Much of this discussion, especially when one comes to talking about various formal logical fallacies, reflects one's epistemology. It’s that pejorative tendency to regard the subjective that sits at the heart of much debate. Again, if I ask you to identify the right answer on a multiple choice test, for instance, what does 1 + 1 = ? You will probably get it right. Now I ask, if you have one apple and one orange, how many fruit do you have? You will probably identify the right answer. But in the first I tested your knowledge of addition. In the second I tested you knowledge of addition AND your knowledge of fruit. Do you now have two correct answers in your basket, or do you have three? Are the two questions equal in weight? Should they be? The privilege we give to “objectivity” because it produces a result that is easy to count does not mean that we should. But that is another debate. When David, finally, calls for relating critical thinking to something meaningful, I agree and suggest again that half the assessment should point to those assignments we ask of our students. But David also says we should relate it to something “meaningful through predictive validity,” presumably like the regression procedures used in tests like SATs and GREs. It is only slightly ironic that regression analysis has no solid mathematical proof that underpins the common statistical procedure. Yet another debate for another day.


  1. I think we don't disagree on much.
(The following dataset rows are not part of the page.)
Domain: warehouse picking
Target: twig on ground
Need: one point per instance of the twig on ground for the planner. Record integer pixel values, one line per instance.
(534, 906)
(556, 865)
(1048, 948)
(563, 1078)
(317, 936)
Anyone who follows my philosophical and applied trek through assessment the last few years knows that I'm not a fan of using objective (i.e. standardized) tests for anything except the simplest assessment tasks. My point of departure from the mainstream is that I think that 'real' critical thinking (or substitute another complex skill) is what would be assessed by an employer or supervisor after graduation. That is, in the sense of commonly used language.
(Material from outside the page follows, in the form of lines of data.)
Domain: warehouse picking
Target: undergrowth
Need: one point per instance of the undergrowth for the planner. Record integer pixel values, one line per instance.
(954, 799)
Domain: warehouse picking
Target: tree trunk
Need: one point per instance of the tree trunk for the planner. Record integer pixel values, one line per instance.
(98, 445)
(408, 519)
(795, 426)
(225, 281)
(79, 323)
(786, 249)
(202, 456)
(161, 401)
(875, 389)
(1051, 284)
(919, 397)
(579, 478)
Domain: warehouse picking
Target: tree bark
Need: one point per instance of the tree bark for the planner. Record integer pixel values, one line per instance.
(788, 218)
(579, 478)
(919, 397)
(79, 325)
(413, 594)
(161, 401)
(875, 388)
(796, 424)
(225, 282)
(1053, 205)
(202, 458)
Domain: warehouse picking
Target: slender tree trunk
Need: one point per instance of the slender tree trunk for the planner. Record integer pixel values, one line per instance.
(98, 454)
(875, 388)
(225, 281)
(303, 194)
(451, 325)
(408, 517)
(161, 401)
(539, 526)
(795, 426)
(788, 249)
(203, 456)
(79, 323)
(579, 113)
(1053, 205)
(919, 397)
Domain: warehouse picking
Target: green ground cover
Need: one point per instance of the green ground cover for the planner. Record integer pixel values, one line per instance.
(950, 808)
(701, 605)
    My statements about the complexity of critical thinking are meant in the computational sense. I like better analytic/deductive versus creative/inductive as distinctions that can be made much more easily.

    But all this aside, I think we would likely agree that a rubric or other device is only as good as the use to which is it is put. That is, the validity of any assessment depends on implementation and interpretation. The simple faith that "I've applied remedy R to solve my assessment problem" strays more easily into 'theology' than science...

  2. Gary did not leave links to some of the more recent work in CTLT with the CT rubric.

    He points to assessing the assignment which we have done here, but could have also pointed to community conversation about the utility of the constructs

    We have also been exploring this radar graph to display multi-dimensional data, which in some cases seems better for comparisons

    And these explorations of assessment have been coming together in Gary's notion of a "harvesting gradebook" which is a transformative view on the traditional gradebook that makes "grading" useful for course and program assessment as well as offering another perspective in the CLA debate.

    Finally, the most recent of this series is an exploration at AAC&U of the impacts of this thinking (community-based learning assessed by the community of practice) on shifting faculty roles.

  3. Thanks for the links. I like the radar graph, and particularly the idea of showing employer and faculty statistics alongside student assessments (n is quite small in this one, of course). We used surveys of internship supervisors to gather similar information. I'm assuming the plot shows average ratings. It would be interesting to see histogram-type information in the same format. Might be a trick to cram all that information into one graph, though.

    I'll be interested to follow the conversation about the harvesting gradebooks.